By Jayanta Kumar Sarma
“Conservation is a state of harmony between man and land”
– Aldo Leopold
Nature conservation on principle pleads for protecting and nurturing natural resources, associated ecosystems and biodiversity with its value of physical quantity and parameters. On the other hand livelihood means making a living, it covers fulfilment of basic necessities of life; which incorporates security of food, shelter and clothing along with health and education. The growing pressure of population on natural resources, emerging environmental degradation, environmental and manmade externalities pose threats to the livelihood of the larger section of the ‘Eco-system People’ (1) of the globe.
Therefore, along with the thought of Sustainable Development, concept of Sustainable Livelihood appeared.

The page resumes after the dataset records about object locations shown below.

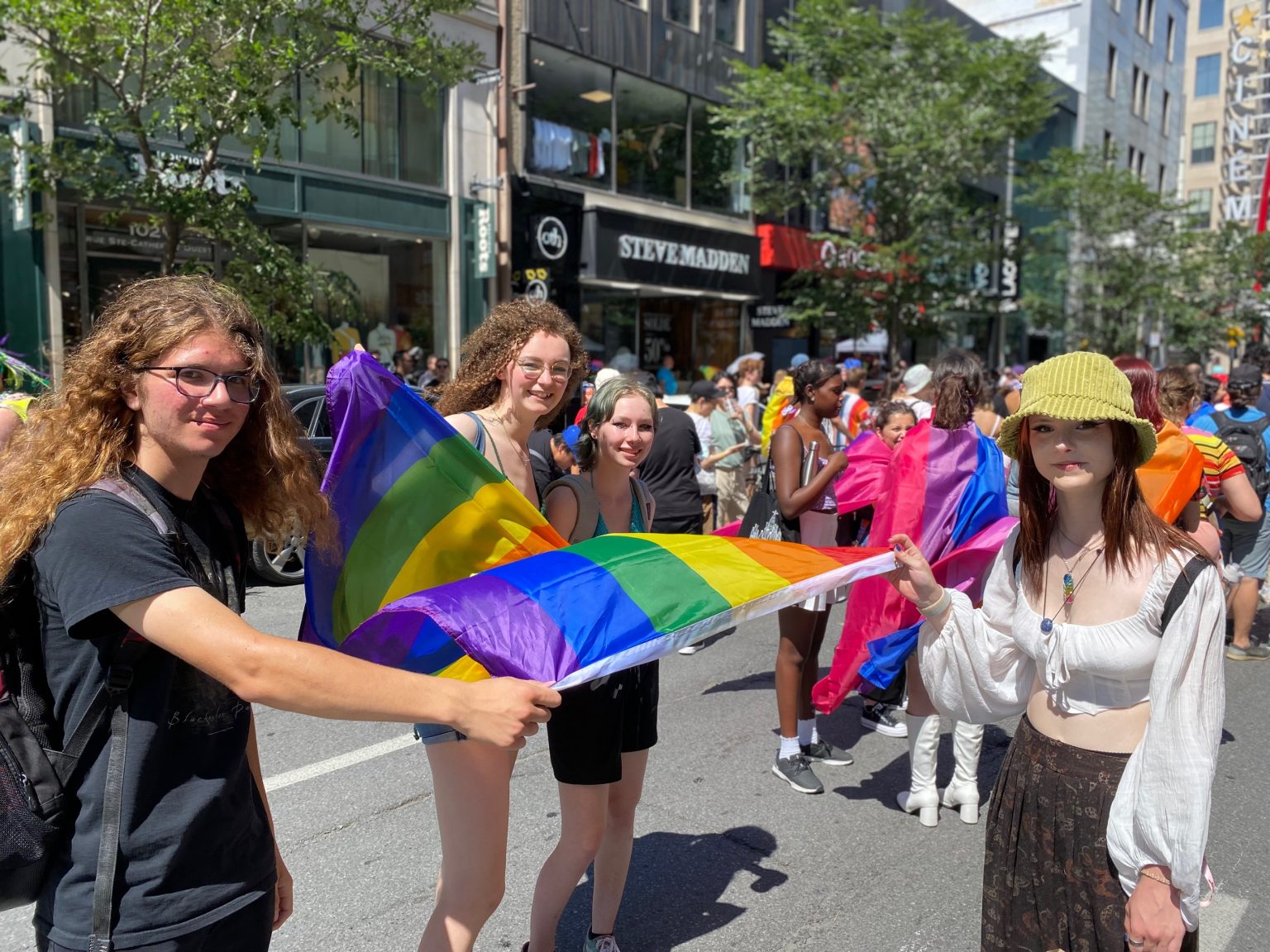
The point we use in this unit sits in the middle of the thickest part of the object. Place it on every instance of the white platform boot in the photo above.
(963, 793)
(924, 745)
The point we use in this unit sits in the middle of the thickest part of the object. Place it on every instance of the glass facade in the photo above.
(1203, 142)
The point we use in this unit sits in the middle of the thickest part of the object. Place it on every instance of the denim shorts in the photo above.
(1249, 545)
(437, 734)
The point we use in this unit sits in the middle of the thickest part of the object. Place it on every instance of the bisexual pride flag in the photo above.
(443, 568)
(947, 490)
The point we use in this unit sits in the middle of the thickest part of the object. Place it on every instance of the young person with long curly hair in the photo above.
(173, 397)
(1099, 817)
(801, 445)
(518, 369)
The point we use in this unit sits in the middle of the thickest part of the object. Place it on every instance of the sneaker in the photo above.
(881, 719)
(796, 772)
(1253, 653)
(824, 753)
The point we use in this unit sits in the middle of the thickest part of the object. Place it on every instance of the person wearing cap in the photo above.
(1122, 712)
(914, 388)
(705, 400)
(1246, 544)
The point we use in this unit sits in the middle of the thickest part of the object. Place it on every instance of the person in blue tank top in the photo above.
(602, 731)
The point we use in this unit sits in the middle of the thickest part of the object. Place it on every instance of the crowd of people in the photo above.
(1139, 497)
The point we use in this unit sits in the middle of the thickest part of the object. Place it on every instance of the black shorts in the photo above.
(599, 722)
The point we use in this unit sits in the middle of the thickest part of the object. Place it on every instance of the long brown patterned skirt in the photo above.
(1048, 881)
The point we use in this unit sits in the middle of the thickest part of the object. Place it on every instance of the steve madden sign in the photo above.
(630, 248)
(677, 253)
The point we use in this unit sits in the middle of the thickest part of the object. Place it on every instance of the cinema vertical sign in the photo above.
(1246, 120)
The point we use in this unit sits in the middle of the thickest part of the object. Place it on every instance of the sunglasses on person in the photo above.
(198, 383)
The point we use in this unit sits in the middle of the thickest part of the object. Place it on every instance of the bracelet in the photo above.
(1154, 876)
(938, 607)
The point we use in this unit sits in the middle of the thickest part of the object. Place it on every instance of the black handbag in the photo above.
(763, 516)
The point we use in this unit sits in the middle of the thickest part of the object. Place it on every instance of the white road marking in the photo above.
(338, 763)
(1220, 921)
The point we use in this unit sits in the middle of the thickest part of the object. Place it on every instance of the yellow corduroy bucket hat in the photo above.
(1080, 386)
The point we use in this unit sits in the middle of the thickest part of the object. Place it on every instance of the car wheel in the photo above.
(279, 565)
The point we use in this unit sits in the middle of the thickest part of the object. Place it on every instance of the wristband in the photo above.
(938, 607)
(1158, 878)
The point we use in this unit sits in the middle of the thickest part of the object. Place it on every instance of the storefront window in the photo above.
(571, 115)
(423, 135)
(329, 142)
(714, 160)
(609, 324)
(400, 283)
(380, 123)
(652, 140)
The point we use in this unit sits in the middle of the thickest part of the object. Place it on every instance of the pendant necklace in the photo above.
(1070, 584)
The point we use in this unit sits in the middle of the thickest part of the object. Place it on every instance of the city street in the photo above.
(725, 856)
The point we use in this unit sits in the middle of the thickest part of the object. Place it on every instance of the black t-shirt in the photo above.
(670, 469)
(545, 470)
(194, 842)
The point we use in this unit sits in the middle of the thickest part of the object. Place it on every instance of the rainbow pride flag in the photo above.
(443, 568)
(945, 489)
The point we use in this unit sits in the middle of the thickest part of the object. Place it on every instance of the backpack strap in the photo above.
(588, 506)
(479, 443)
(1182, 584)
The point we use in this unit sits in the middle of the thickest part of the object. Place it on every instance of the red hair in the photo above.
(1130, 527)
(1146, 388)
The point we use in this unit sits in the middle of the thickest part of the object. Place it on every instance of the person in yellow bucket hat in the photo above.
(1104, 627)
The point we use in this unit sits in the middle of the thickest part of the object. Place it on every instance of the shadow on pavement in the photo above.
(675, 886)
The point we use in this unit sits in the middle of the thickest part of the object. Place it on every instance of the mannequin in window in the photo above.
(345, 338)
(383, 340)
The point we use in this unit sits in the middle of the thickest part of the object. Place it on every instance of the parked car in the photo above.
(284, 565)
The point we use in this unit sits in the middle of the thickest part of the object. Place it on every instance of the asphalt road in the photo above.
(725, 857)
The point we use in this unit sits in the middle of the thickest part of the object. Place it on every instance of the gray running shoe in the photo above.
(824, 753)
(796, 772)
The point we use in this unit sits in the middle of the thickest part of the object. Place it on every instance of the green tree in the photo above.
(1130, 264)
(886, 121)
(166, 85)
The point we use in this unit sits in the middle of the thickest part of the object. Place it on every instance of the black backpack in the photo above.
(38, 758)
(1246, 440)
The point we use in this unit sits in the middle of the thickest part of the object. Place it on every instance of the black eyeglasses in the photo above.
(201, 383)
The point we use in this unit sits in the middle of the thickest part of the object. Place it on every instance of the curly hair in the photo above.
(84, 431)
(497, 341)
(601, 410)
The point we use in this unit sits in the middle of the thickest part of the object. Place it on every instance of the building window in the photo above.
(682, 12)
(1203, 142)
(1208, 75)
(423, 135)
(329, 142)
(1210, 14)
(729, 16)
(1201, 211)
(715, 160)
(571, 109)
(652, 140)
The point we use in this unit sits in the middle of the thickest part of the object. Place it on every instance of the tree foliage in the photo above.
(1130, 263)
(168, 85)
(886, 120)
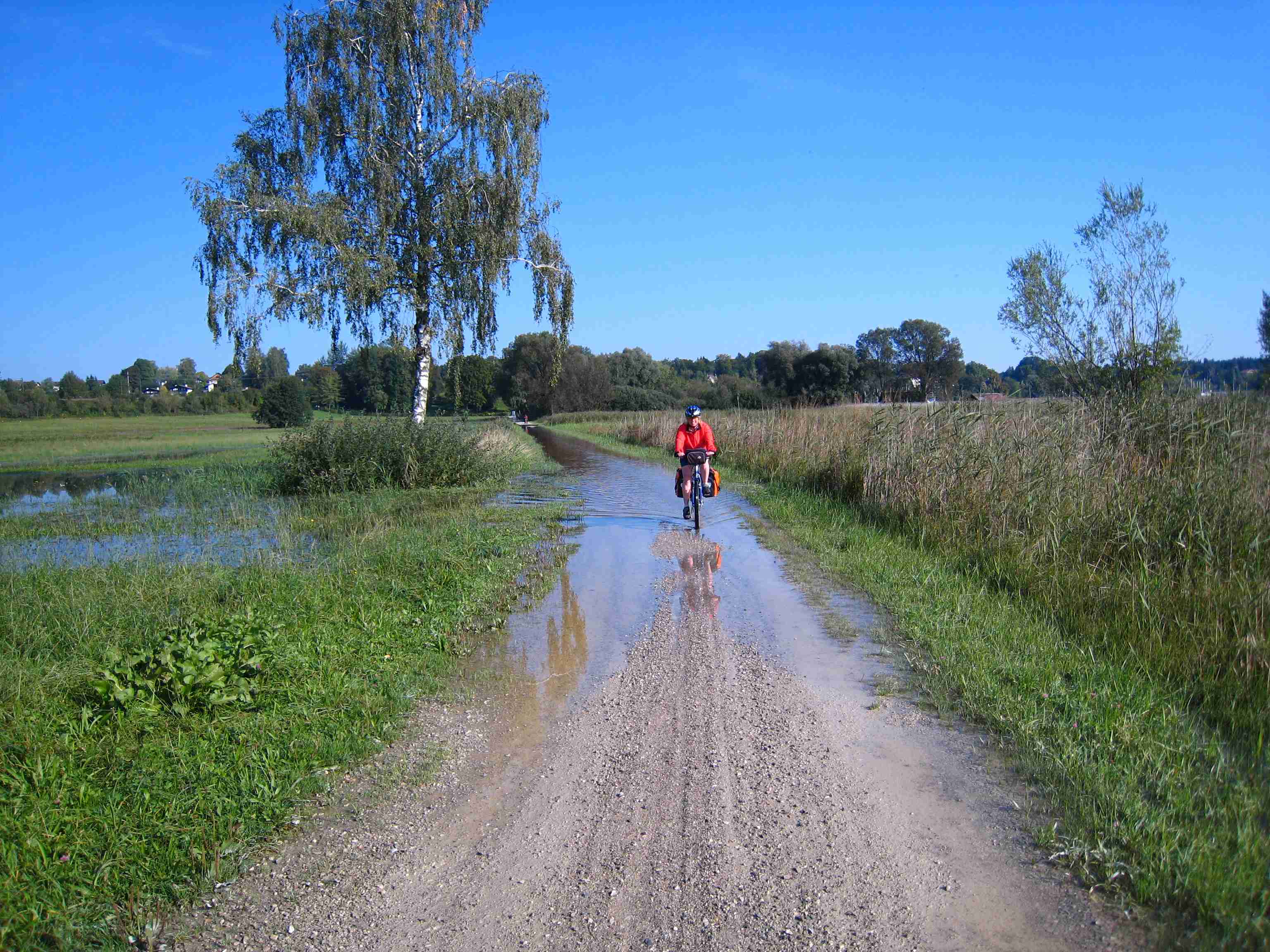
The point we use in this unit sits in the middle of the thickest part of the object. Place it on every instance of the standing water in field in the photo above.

To define the concept of sustainable livelihood Chambers and Conway (1992) stated that “a livelihood comprises the capabilities, assets and activities required for a means of living. A livelihood is sustainable when it can cope with and recover from stresses and shocks and maintain or enhance its capabilities and assets both now and in the future, while not undermining the natural resource base.” This framework proposed the state of the natural, physical, human, social and financial assets and its capabilities are the fundamentals of sustaining livelihood in present and future context.
However, livelihood security and economic wellbeing also directly affected forestland use practices and biodiversity conservation (Burner et al, 2001; Geist and Lambin, 2002). Particularly, the situation of livelihood of people living in the fringe villages of the Protected Areas having different dimension of stress and shocks which always pose threat to sustain livelihood. Livelihood and food security of fringe villagers of protected area is a question of ponder (Siebert S.F., Belsky J.M., 2002). There is a growing debate on livelihood security and conservation of wildlife, question arises about environmental goals of protected areas (PA) compatible with poverty alleviation goals, particularly in the context of developing countries (Adams et al., 2004). On the other hand there is a widespread focuses on conservation policy to avoid destabilization of way of life of the people, other way, better to contribute for elevation of human means for living through poverty alleviation (CBD, 2008). Therefore alternative paradigm of integrated conservation and development projects was evolved with focuses on establishing linkage between conservation and livelihood objectives (Salafsky Nick and Wollengberg Eva, 2000; Clements Tom, SuonSeng, 2014). In this context a new approach of ‘Conservation Livelihood’ is developed, which is a synthesis of conservation and management of natural assets including wildlife with sustainable development ensuring means of leaving to the people.